Pengetahuan umum tentang pengobatan leukemia granulositik kronis

  Leukemia granulositik kronis (CML) adalah neoplasma ganas dari sistem hematopoietik yang biasanya berkembang secara perlahan. Jika secara normal sumsum tulang menghasilkan sel darah normal, pada pasien dengan CML, sumsum tulang menghasilkan sejumlah besar sel darah putih abnormal. Kromosom yang rusak, kromosom Philadelphia, yang dikenal sebagai kromosom Ph, ditemukan pada hampir semua pasien CML (sekitar 95%) dan dinamakan demikian karena pertama kali ditemukan di Philadelphia, AS. Sun Hui, Departemen Hematologi, Rumah Sakit Afiliasi Pertama Universitas Zhengzhou Setiap sel dalam tubuh, kecuali sel darah merah, mengandung kromosom. Kromosom terdiri atas DNA yang mengandung informasi spesifik untuk individu dan terletak di nukleus, pusat sel. Setiap kromosom diberi nama sesuai urutan ukurannya, dengan yang terbesar adalah kromosom 1 dan yang terkecil adalah kromosom 22. Ada juga sepasang kromosom seks, yang juga dikenal sebagai kromosom X dan Y. Pada pria, kromosom seks terdiri dari satu kromosom X dan satu kromosom Y, sedangkan pada wanita terdiri dari dua kromosom X.  Kromosom Ph adalah kromosom 22 yang lebih pendek dari kromosom normal akibat pertukaran materi genetik antara kromosom 9 dan 22, yang dikenal sebagai translokasi t(9;22).

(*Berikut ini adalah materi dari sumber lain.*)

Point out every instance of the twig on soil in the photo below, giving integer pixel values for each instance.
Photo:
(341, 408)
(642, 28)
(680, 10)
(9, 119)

Translokasi menciptakan gen fusi baru yang cacat, bcr-abl, yang menghasilkan protein fusi P-210, dan pada sejumlah kecil pasien, P-190. Protein fusi bertindak sebagai pembawa pesan, mengirimkan instruksi yang salah ke sumsum tulang, menyebabkannya menghasilkan sejumlah besar sel leukemia CML.  Jika didiagnosis dengan CML, pengobatan pilihan adalah Imatinib Mesylate, atau Gleevec, yang telah terbukti kemanjuran dan keamanannya, dan secara signifikan lebih unggul daripada transplantasi sel punca hematopoietik alogenik. Imatinib, terapi bertarget molekul kecil sintetis pertama dalam sejarah pengobatan onkologi, merupakan tonggak sejarah dalam pengobatan CML, yang bertindak sebagai terapi bertarget dengan memblokir sinyal yang dikirim oleh kromosom Philadelphia ke sumsum tulang untuk menormalkan sel-sel yang sakit dalam darah.